# anybody from montana?



## LAtrapper (Feb 5, 2007)

im trying to convince my parents to let me take a vacation up there next winter to do some trapping in weather that's colder than 50 degrees.

anybody trap there? what's it like? abbundance of which animals?


----------



## coyote_buster (Mar 11, 2007)

im not from montana, but my sisters boyfriend is, next time i see him ill see what he has to say


----------



## flatlander (Feb 28, 2006)

Where do you plan on going in Montana?

I've only driven through it to the snowmobile north of Yellowstone but the eastern half is mostly hilly plains, probably loaded with coyotes, with some rivers, probably with the usual mink **** and beaver. The western half is when you start seeing foothills and mountains. Somewhere there has got to be bobcat because Montana bobcats bring A LOT of money. Lots of weasels in the mountains too.
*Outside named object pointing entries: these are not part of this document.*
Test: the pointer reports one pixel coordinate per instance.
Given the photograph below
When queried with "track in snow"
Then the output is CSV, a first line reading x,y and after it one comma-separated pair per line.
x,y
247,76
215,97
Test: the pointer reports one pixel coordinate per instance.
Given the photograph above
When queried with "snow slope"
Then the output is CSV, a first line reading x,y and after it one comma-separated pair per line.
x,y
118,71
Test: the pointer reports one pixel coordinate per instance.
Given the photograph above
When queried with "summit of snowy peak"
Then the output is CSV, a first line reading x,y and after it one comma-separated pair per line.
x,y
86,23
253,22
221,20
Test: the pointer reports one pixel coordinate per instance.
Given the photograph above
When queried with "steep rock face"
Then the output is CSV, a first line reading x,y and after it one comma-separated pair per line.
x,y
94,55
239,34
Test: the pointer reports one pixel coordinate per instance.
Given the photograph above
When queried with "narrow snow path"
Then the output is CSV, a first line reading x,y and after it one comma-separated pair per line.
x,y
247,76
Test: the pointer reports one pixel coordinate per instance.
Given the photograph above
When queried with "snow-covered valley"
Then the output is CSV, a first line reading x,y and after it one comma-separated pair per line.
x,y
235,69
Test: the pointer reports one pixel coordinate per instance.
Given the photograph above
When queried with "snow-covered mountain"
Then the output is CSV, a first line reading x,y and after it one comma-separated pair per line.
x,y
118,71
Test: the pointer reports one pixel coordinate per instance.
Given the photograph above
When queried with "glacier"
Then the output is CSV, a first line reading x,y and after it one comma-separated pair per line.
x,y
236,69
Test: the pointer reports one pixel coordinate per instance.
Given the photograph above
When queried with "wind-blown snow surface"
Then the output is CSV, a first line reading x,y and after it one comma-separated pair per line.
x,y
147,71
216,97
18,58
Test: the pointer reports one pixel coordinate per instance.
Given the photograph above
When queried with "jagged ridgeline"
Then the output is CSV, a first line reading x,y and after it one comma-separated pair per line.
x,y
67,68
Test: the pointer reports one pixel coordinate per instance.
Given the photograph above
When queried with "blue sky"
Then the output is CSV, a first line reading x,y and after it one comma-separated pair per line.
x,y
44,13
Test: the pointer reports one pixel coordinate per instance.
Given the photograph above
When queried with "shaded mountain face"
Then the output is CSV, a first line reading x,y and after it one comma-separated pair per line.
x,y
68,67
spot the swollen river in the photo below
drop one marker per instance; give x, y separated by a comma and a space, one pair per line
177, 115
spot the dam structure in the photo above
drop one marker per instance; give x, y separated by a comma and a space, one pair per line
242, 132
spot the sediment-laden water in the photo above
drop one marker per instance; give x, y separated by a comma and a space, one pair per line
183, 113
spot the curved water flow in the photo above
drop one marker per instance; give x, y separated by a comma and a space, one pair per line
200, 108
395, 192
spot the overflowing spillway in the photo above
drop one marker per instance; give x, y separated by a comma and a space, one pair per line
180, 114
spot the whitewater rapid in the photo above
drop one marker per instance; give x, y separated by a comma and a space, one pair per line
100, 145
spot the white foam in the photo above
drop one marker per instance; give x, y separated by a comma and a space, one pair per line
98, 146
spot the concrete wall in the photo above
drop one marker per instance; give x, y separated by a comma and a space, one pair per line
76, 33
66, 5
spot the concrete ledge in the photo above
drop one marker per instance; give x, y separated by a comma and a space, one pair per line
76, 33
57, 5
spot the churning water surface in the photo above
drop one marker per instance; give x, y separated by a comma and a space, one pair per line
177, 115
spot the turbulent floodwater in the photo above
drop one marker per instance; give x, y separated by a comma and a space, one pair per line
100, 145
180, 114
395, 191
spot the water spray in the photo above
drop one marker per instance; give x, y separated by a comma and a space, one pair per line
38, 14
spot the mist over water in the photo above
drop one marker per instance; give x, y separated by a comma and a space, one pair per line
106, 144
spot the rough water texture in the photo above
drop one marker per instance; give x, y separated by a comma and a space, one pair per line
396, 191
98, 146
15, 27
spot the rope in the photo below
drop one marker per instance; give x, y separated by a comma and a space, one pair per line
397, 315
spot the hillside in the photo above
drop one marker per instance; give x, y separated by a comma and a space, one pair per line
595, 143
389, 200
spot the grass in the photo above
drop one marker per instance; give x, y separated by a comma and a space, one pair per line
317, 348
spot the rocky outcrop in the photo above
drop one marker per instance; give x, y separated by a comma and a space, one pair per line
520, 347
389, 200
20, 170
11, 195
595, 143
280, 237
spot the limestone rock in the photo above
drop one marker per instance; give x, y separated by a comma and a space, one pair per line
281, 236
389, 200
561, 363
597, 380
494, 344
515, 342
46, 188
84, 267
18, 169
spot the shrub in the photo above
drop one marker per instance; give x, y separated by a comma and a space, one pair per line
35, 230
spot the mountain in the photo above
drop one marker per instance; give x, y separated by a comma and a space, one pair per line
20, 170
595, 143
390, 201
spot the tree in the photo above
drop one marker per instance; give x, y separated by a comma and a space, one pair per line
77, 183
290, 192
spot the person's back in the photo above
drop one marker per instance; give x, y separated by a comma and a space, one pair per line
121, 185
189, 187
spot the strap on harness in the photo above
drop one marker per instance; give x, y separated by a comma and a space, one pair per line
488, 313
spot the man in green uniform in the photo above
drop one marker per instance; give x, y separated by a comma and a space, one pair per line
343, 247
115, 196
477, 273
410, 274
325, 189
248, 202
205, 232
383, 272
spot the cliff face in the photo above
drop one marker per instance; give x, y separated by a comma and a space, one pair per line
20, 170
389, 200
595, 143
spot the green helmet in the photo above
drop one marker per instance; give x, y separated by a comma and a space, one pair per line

Here it shows what they have seasons for: http://www.montanatrappers.org/regulati ... easons.htm

Also Montana must be a goose hunter's paradise!


----------



## coyote_buster (Mar 11, 2007)

are you ever in three forks flatlander, thats where my sis bf is from, his name is Dallas


----------



## rednek (Dec 29, 2006)

what part of montana? im from the great falls area?


----------



## coyote_buster (Mar 11, 2007)

its north of yellowstone, he works for a big ol irrigation company


----------



## flatlander (Feb 28, 2006)

I don't think ive been there. I've only been to Cooke City in Montana and we went right through to Island Park Idaho once. My dad has been out west a lot to Cooke City and the Bighorns.

Now that I look it up I know I haven't. I'm pretty sure we turned off I90 at Livingston.


----------